If I can encourage them a little bit by them speaking with someone who, believe it or not was once their age, and interested in similar way in politics and so on. And they know that I became Prime Minister, so they can do it too. That’s what I encourage them to think. Hell, if I could do it, they could do it too!

Courtesy of:

As a young boy did you ever have a similar experience to the ones these students had with you, that inspired you? 

When I was young and I was at St. FX (Francis Xavier) University, when I was maybe 17, I was chosen as a delegate to the Progressive Conservative leadership convention that elected John Diefenbaker. That was in December of 1956 --- a long time ago. And that gave me the bug. And subsequently, while I was still about that age, I would have conversations with Mr. Diefenbaker and others in his cabinet, and I was still in early college. And, of course, I enjoyed that very much at the time. I just hope a little of that rubs off on the students.

What struck you about the question and answer session with these boys?

How smart they were. How intelligent the questions were. How articulate all who participated were. They must be getting a very, very good education at St. Mike’s, I’ll tell you that, because they were all, I thought, very impressive young people, young men.

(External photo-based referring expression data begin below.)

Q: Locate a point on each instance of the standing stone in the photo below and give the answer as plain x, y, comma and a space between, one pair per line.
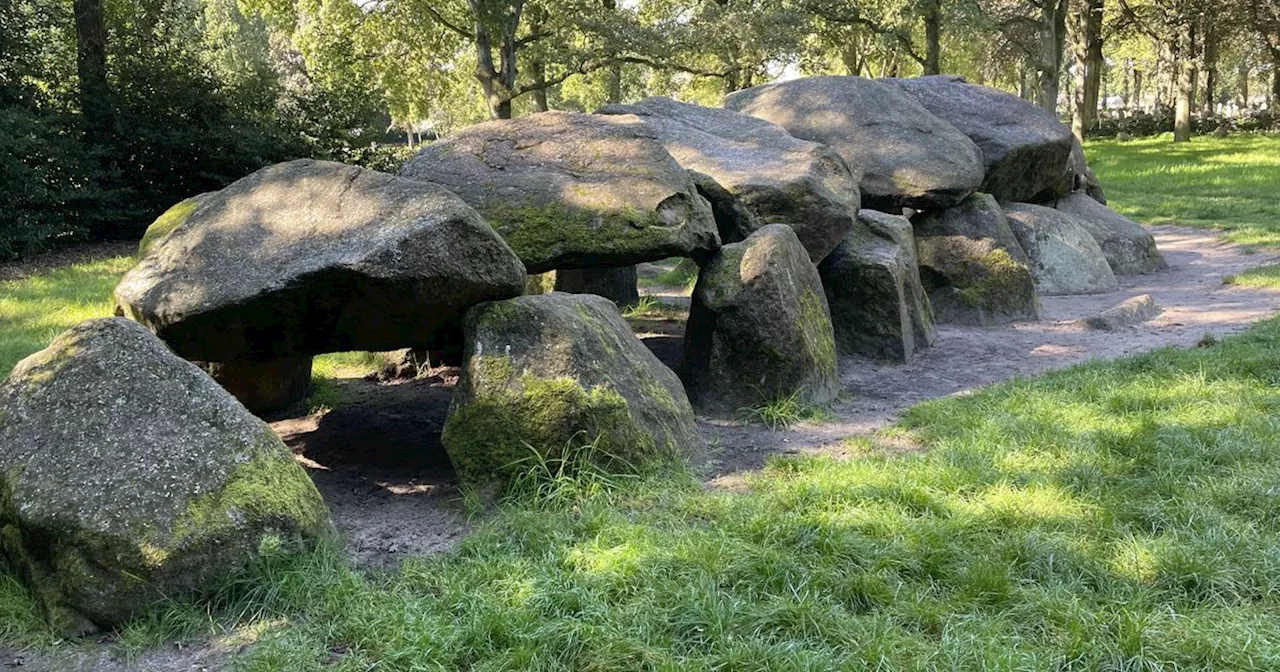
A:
759, 328
548, 375
574, 190
307, 257
776, 177
903, 155
973, 266
129, 478
878, 306
1130, 250
1063, 256
1025, 147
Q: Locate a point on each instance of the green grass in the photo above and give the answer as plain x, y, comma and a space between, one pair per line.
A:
1111, 516
785, 412
1223, 183
1119, 516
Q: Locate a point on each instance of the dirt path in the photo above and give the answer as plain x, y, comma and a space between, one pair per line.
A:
380, 466
1191, 292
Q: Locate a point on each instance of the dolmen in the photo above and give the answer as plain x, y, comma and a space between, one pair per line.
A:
307, 257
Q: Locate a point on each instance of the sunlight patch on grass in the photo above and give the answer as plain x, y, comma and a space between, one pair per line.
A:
1220, 183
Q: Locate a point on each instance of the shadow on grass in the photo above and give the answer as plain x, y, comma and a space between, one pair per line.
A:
1111, 516
1226, 183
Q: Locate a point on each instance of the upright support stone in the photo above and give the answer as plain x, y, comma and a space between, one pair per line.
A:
617, 284
264, 387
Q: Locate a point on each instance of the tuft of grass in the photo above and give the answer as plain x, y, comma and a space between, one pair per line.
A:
682, 274
35, 310
1219, 183
785, 412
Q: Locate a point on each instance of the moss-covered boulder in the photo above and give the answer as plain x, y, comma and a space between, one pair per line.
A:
777, 177
900, 152
1130, 250
878, 306
973, 266
574, 190
547, 375
1061, 255
759, 328
307, 257
1024, 147
128, 476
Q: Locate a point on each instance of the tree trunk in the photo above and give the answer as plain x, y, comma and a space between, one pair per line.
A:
95, 90
1095, 62
933, 37
1208, 72
1185, 68
1052, 37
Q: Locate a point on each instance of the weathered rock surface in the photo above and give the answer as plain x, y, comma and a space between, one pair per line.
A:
1025, 149
1129, 248
878, 306
973, 266
545, 375
306, 257
1129, 312
1082, 177
617, 284
776, 177
759, 328
128, 476
903, 155
1063, 255
264, 387
574, 190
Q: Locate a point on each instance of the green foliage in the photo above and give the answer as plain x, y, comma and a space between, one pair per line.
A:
1221, 183
785, 412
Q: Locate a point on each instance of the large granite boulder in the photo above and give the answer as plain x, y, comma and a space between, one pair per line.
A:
306, 257
1130, 250
574, 190
776, 177
1063, 256
973, 266
903, 155
872, 279
545, 376
1025, 147
127, 476
759, 328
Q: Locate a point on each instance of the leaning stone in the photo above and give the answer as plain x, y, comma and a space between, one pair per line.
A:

I was struck by the fact that they were talking of issues that require some vision and some fortitude. And they had clearly thought their way through some of the problems we’re confronting and so I was very impressed. I had been impressed with Lucas (Flemming) of course, but the colleagues that he brought on-side, and the questions that they put to me --- I was very impressed by them and by the manner, very calm and effective manner in which they articulated their questions.

Courtesy of: The Canadian

It is so impactful as a student to read the pages of history and then to be able to speak to the individual who is written about in those books or in that chapter. What do you hope these boys take away from this experience?

I told them that when they got to university, if they are interested in politics, they ought to focus not so much on political activity per se --- although putting up posters and doing that kind of thing is good for the soul --- but they should realize that they will never be given an opportunity again in their lives to focus on their studies --- and if they are interested in politics --- in history and philosophy. Become great students and prepare themselves for further degrees and a career in public life, if they are interested. And there was a good response to that. I hope that’s what they do. 

Once you get into the political arena as I did, it is not the minor leagues of politics. And so, you’ve got to have a background, you’ve got to know what your bearings are. You’ve got to know your moral positions that you take. You have to understand that they have to be grounded in something – much more than a fleeting political slogan. So, we had a conversation about that and I hope that some of that registered.